You need to update xtensor-python, it looks like your version is not 0.11.1

— You are receiving this because you authored the thread. Reply to this email directly, view it on GitHub https://github.com/QuantStack/xtensor-python/issues/88#issuecomment-299444073, or mute the thread https://github.com/notifications/unsubscribe-auth/AAHK0MZ2fi3z5NF04r1AoPAHTcR6-iptks5r2wu5gaJpZM4NI359 .

nbecker commented 7 years ago

And I can't run the logsumexp test, I get segfault on the simplest test python3 Python 3.5.3 (default, Apr 24 2017, 13:32:13) [GCC 6.3.1 20161221 (Red Hat 6.3.1-1)] on linux Type "help", "copyright", "credits" or "license" for more information.
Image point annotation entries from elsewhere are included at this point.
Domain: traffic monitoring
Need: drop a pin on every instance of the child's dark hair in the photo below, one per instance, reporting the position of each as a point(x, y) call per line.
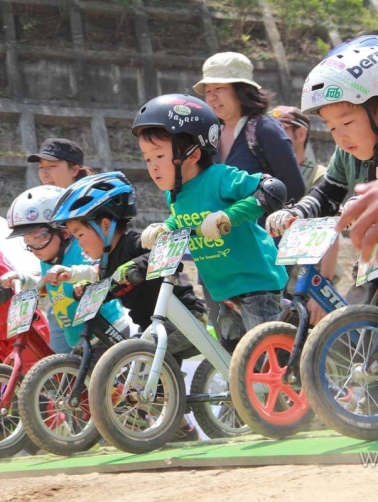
point(185, 141)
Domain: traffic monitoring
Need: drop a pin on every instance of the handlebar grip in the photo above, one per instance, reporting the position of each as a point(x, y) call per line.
point(135, 276)
point(224, 228)
point(17, 286)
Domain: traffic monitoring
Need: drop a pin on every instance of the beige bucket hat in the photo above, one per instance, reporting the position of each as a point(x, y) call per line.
point(226, 68)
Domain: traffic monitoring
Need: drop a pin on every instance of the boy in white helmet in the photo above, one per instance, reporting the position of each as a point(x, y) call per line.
point(29, 217)
point(343, 90)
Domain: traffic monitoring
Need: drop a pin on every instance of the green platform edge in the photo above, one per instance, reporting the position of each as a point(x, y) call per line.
point(320, 447)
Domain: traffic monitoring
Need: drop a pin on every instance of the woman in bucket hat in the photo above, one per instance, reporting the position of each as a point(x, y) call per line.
point(250, 140)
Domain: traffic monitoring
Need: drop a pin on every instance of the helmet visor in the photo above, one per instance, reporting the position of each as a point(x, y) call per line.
point(39, 238)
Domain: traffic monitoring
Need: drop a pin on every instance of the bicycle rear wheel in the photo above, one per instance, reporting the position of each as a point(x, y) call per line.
point(216, 419)
point(268, 405)
point(123, 416)
point(13, 437)
point(340, 391)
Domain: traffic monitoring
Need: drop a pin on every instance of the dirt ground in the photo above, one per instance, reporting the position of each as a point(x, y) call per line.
point(289, 483)
point(284, 483)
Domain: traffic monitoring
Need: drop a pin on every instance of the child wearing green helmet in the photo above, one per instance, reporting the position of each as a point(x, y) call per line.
point(343, 90)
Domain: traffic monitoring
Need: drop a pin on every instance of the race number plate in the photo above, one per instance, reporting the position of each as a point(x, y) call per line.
point(91, 301)
point(368, 271)
point(306, 241)
point(167, 253)
point(21, 311)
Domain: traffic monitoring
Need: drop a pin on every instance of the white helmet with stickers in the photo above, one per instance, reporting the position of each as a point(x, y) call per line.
point(32, 208)
point(350, 75)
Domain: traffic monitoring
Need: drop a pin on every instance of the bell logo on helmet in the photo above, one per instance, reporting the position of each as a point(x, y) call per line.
point(31, 214)
point(368, 62)
point(182, 110)
point(181, 121)
point(332, 93)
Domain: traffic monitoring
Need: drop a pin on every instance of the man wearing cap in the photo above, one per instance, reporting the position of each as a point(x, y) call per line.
point(60, 162)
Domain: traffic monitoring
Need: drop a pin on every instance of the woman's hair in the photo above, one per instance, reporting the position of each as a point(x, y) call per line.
point(255, 102)
point(121, 224)
point(184, 142)
point(83, 171)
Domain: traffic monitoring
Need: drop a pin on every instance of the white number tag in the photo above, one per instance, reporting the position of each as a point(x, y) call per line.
point(306, 241)
point(91, 301)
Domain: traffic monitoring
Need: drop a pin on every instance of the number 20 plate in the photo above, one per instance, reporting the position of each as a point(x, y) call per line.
point(306, 241)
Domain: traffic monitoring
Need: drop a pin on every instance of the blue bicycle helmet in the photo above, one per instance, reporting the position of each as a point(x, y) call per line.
point(93, 196)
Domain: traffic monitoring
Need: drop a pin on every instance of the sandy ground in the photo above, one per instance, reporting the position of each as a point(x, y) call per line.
point(283, 483)
point(288, 483)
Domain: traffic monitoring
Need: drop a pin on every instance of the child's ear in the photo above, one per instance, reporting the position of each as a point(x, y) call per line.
point(195, 156)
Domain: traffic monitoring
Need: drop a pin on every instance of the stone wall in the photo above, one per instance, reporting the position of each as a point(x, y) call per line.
point(81, 69)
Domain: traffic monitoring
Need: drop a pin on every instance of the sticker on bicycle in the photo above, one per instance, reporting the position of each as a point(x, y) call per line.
point(167, 253)
point(21, 311)
point(91, 301)
point(369, 270)
point(306, 241)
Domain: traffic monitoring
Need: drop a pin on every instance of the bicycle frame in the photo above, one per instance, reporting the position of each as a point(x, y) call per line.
point(168, 306)
point(310, 283)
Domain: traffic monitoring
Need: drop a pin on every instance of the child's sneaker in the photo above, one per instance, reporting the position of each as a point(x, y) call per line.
point(186, 433)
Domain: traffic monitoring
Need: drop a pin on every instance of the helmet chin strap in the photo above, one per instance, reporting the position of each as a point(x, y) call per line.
point(107, 240)
point(177, 162)
point(373, 125)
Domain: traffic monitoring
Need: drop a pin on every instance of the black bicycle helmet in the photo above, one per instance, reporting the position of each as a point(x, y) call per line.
point(181, 113)
point(87, 199)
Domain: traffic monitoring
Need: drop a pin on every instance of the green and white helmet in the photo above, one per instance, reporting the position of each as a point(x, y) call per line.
point(350, 75)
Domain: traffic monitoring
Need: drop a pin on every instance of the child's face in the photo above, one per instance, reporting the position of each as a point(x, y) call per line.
point(89, 240)
point(350, 128)
point(57, 172)
point(158, 156)
point(38, 238)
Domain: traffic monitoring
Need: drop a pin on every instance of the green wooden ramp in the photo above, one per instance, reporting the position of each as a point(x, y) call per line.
point(320, 447)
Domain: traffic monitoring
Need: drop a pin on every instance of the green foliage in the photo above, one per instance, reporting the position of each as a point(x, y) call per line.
point(325, 12)
point(129, 3)
point(322, 46)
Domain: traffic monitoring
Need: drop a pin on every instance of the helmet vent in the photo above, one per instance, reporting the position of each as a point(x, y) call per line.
point(82, 201)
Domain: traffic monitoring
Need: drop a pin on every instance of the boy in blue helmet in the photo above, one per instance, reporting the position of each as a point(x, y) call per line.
point(178, 136)
point(342, 90)
point(96, 210)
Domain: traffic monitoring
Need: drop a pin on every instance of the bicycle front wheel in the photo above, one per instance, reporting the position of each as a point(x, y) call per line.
point(340, 390)
point(48, 419)
point(265, 402)
point(125, 418)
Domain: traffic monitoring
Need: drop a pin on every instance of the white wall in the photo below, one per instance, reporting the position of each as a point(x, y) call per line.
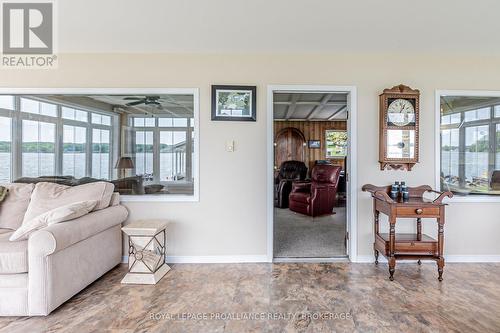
point(230, 218)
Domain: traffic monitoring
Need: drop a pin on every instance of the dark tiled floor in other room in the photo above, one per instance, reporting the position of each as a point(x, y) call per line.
point(301, 236)
point(350, 297)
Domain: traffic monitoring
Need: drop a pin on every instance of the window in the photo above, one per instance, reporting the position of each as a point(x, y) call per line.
point(32, 106)
point(164, 150)
point(100, 119)
point(336, 144)
point(74, 151)
point(470, 145)
point(5, 149)
point(144, 152)
point(46, 135)
point(100, 153)
point(144, 122)
point(6, 102)
point(73, 114)
point(38, 147)
point(172, 155)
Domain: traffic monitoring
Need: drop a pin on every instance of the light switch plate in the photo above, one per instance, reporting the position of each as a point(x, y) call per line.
point(230, 146)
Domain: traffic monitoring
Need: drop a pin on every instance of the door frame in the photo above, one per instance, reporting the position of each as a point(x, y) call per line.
point(352, 173)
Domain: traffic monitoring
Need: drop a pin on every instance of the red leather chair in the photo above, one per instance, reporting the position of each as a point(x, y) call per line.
point(318, 196)
point(289, 171)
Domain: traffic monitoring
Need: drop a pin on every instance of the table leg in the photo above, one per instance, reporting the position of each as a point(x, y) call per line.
point(419, 234)
point(392, 247)
point(376, 215)
point(440, 261)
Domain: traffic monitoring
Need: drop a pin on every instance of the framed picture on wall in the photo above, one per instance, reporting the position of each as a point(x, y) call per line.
point(314, 144)
point(234, 103)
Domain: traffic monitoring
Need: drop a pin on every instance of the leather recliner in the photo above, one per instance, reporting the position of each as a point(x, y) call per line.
point(318, 196)
point(289, 171)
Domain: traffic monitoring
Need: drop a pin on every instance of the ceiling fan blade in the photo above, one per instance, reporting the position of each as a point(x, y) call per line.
point(135, 103)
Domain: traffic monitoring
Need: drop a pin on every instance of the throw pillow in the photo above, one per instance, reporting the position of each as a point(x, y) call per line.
point(48, 196)
point(57, 215)
point(14, 205)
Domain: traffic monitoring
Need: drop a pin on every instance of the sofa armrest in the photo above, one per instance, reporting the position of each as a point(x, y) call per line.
point(301, 186)
point(59, 236)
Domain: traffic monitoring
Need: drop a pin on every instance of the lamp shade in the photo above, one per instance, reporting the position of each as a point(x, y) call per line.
point(124, 163)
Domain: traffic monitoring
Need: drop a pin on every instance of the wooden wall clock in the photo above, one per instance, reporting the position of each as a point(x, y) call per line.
point(398, 139)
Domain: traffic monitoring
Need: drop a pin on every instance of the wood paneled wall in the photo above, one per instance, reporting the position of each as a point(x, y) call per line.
point(313, 130)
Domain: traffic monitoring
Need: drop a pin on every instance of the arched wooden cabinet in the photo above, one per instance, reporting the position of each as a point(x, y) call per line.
point(289, 144)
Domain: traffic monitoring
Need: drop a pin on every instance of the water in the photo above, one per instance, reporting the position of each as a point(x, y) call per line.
point(476, 164)
point(35, 165)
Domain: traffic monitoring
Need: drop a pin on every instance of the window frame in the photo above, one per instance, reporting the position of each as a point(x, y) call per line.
point(134, 91)
point(157, 130)
point(326, 145)
point(437, 138)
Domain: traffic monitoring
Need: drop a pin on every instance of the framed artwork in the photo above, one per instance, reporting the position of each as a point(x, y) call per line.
point(234, 103)
point(314, 144)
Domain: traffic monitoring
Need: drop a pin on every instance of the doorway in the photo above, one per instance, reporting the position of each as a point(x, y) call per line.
point(309, 133)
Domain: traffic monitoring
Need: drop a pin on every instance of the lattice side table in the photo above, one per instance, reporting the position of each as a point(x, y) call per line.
point(146, 251)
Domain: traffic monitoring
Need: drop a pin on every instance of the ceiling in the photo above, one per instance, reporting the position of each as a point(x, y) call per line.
point(155, 26)
point(310, 106)
point(173, 105)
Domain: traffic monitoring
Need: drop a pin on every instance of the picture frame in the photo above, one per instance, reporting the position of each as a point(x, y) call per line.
point(234, 103)
point(314, 144)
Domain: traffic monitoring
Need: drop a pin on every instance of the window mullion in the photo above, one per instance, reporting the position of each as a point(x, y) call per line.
point(59, 144)
point(17, 140)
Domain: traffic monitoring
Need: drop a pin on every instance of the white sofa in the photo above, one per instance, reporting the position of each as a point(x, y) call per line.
point(39, 274)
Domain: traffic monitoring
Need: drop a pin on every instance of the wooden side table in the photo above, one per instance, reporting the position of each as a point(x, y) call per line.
point(418, 246)
point(146, 251)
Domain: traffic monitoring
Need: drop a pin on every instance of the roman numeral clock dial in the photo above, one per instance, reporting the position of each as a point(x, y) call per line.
point(398, 141)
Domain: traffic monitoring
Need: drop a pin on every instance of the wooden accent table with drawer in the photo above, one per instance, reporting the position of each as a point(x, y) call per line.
point(416, 246)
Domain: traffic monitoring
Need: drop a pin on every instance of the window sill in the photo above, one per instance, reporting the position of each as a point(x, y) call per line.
point(474, 199)
point(159, 198)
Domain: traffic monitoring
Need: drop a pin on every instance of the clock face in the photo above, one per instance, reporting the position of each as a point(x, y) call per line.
point(401, 112)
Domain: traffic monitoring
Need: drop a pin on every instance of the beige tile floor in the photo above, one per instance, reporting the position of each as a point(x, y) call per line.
point(336, 297)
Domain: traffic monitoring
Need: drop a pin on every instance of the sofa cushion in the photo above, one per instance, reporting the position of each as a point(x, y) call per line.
point(56, 215)
point(300, 197)
point(13, 255)
point(14, 206)
point(47, 196)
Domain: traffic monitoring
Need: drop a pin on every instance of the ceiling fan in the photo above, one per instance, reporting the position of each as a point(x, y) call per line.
point(146, 100)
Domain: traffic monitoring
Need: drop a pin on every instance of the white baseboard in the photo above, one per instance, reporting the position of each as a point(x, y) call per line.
point(212, 259)
point(263, 258)
point(448, 258)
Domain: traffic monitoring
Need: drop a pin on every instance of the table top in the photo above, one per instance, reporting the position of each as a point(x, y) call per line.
point(382, 193)
point(145, 227)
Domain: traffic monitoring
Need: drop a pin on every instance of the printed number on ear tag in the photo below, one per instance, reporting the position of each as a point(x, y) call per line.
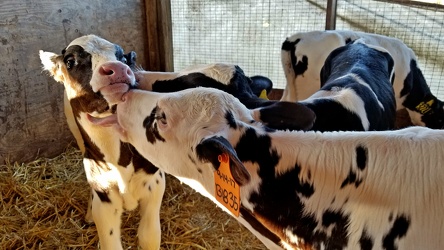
point(227, 190)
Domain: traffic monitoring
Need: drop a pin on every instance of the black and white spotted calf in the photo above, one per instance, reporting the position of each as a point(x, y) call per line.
point(298, 190)
point(356, 92)
point(303, 55)
point(231, 79)
point(119, 176)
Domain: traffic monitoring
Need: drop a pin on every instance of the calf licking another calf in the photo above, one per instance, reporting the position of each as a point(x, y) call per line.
point(120, 178)
point(298, 190)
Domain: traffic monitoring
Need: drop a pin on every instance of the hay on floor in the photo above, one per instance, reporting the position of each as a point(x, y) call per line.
point(43, 205)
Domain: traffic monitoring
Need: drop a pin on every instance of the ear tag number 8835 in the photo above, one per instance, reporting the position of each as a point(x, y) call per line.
point(227, 190)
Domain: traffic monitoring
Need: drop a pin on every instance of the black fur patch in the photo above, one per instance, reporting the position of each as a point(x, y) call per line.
point(327, 117)
point(284, 192)
point(230, 120)
point(340, 229)
point(103, 196)
point(399, 230)
point(299, 67)
point(361, 157)
point(365, 242)
point(351, 179)
point(372, 67)
point(152, 132)
point(128, 154)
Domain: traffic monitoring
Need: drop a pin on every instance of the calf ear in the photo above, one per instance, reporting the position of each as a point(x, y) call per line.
point(49, 62)
point(287, 115)
point(131, 59)
point(209, 150)
point(260, 83)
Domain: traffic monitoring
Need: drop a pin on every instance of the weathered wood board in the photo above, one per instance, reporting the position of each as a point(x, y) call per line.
point(32, 122)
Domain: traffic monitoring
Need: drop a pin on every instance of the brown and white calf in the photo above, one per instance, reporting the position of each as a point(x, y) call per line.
point(120, 178)
point(304, 53)
point(298, 190)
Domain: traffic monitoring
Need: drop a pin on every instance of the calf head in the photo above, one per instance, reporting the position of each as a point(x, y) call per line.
point(84, 67)
point(172, 128)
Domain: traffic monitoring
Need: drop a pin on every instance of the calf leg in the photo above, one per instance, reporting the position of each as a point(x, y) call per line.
point(107, 209)
point(149, 232)
point(88, 216)
point(107, 203)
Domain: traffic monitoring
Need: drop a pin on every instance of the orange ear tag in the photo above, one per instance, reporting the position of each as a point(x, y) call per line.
point(226, 189)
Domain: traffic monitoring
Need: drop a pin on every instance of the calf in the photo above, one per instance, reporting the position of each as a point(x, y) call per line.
point(304, 53)
point(231, 79)
point(357, 94)
point(119, 177)
point(298, 190)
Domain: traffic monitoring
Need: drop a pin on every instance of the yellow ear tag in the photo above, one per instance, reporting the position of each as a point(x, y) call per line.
point(226, 189)
point(263, 94)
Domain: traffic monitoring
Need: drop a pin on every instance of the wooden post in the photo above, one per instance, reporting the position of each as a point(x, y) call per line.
point(330, 22)
point(159, 31)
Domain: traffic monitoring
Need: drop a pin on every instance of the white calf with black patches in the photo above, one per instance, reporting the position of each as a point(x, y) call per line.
point(304, 53)
point(120, 178)
point(357, 94)
point(298, 190)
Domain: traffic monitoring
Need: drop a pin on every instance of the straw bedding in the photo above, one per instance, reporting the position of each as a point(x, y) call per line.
point(43, 205)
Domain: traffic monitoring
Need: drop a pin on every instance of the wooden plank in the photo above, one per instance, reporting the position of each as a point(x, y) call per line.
point(32, 122)
point(159, 33)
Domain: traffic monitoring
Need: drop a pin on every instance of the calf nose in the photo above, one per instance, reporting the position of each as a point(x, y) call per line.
point(116, 72)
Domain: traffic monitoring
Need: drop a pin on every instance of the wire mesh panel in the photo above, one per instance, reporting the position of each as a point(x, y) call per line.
point(419, 25)
point(250, 32)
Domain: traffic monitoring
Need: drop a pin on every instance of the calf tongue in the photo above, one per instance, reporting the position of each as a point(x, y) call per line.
point(105, 121)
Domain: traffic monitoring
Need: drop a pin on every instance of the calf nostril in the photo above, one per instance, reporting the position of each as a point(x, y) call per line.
point(106, 71)
point(129, 72)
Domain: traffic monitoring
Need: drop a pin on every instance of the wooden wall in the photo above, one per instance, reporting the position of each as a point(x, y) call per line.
point(32, 122)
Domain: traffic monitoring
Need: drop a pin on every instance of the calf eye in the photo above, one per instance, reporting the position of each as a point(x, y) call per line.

from xtensor_test.logsumexp import logsumexp import numpy as np u = np.ones(4) v = logsumexp(u) Segmentation fault (core dumped)

On Fri, May 5, 2017 at 7:57 AM Neal Becker ndbecker2@gmail.com wrote:

OK, but I needed:

*** /home/nbecker/xtensor-python.hg/include/xtensor-python/pycontainer.hpp 2017-05-05
07:47:15.893865148 -0400
--- /home/nbecker/.local/include/xtensor-python/pycontainer.hpp 2017-05-05
07:54:52.351386557 -0400
***************
*** 161,167 ****

      template <class D>
      inline pycontainer<D>::pycontainer(const pybind11::object& o)
!         : pybind11::object(raw_array_t(o.ptr()),
pybind11::object::stolen)
      {
          if (!this->m_ptr)
          {
--- 161,167 ----

      template <class D>
      inline pycontainer<D>::pycontainer(const pybind11::object& o)
!       : pybind11::object(raw_array_t(o.ptr()), stolen_t{})
      {
          if (!this->m_ptr)
          {

On Fri, May 5, 2017 at 7:44 AM Johan Mabille notifications@github.com wrote:

You need to update xtensor-python, it looks like your version is not 0.11.1

— You are receiving this because you authored the thread. Reply to this email directly, view it on GitHub https://github.com/QuantStack/xtensor-python/issues/88#issuecomment-299444073, or mute the thread https://github.com/notifications/unsubscribe-auth/AAHK0MZ2fi3z5NF04r1AoPAHTcR6-iptks5r2wu5gaJpZM4NI359 .

JohanMabille commented 7 years ago

Problem fixed on performance branch, the fixed will be merged in master soon.

JohanMabille commented 7 years ago

Performance have been improved in xtensor 0.10.1. Thanks again for reporting!